VIDEO: UOWD’s new campus in Dubai’s Knowledge Park now open
Spread across an area of 1.9ha, UOWD’s facility, which features six floors, is referred to as the ‘Campus of the Future’
Work on University of Wollongong in Dubai’s (UOWD) new campus in Knowledge Park is complete, with the facility having opened and set to welcome students from September 2020.
Spread across an area of 1.9ha, UOWD’s facility, which features six floors, is referred to as the ‘Campus of the Future’. The campus will support the anticipated surge in international students as the world adopts a more globalised approach to higher education.
UK-headquartered contractor ISG had won a fit-out contract for the new campus in October 2019. The building's interiors have been designed by Woods Bagot and project management services are being delivered by Abu Dhabi-based consultancy Alexander Mac.
The campus features a modern architectural design that combines traditional and innovative learning spaces. Facilities within the campus include, learning and meeting rooms, small classrooms that can accommodate up to 40 students, large classrooms for up to 80 students, an exhibition space, a recruitment lounge, a student lounge, an ultramodern auditorium, and a café.

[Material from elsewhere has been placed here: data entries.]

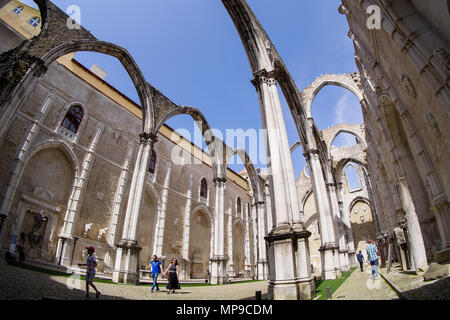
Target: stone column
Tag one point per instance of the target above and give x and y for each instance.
(262, 256)
(254, 224)
(159, 230)
(284, 281)
(325, 215)
(127, 255)
(218, 260)
(341, 263)
(347, 226)
(247, 221)
(76, 199)
(230, 264)
(417, 244)
(268, 198)
(118, 197)
(18, 163)
(187, 227)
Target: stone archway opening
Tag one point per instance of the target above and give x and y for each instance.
(238, 249)
(146, 228)
(362, 223)
(199, 253)
(42, 195)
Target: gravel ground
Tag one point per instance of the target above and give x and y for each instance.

The premises also houses laboratories specialising in chemistry, thermodynamics, manufacturing, physics, robotics, media and communications, cybersecurity, networking as well as gaming.
Speaking about the new campus’ opening, Prof. Mohamed Salem, president of UOWD, said: “Our new campus embodies UOWD’s commitment to offering students the most advanced learning journey in the region, and reflects our passion for innovation in the field of higher education.
“As the world shifts towards blended learning and the digitalisation of the conventional education model, the launch of our new campus is particularly timely — incorporating traditional and modern teaching elements that are critical for today’s students to excel.”
The centre of the campus is home to UOWD library that features collaborative learning spaces, traditional reading and study zones, meeting rooms of varied sizes, and a student lounge designed as a casual learning space.
Meanwhile, the central atrium takes inspiration from Australia’s veranda settings. It branches out through corridors into pockets of informal learning spaces.
In addition, buildings on the new campus feature large, open windows, filling the premises with natural light.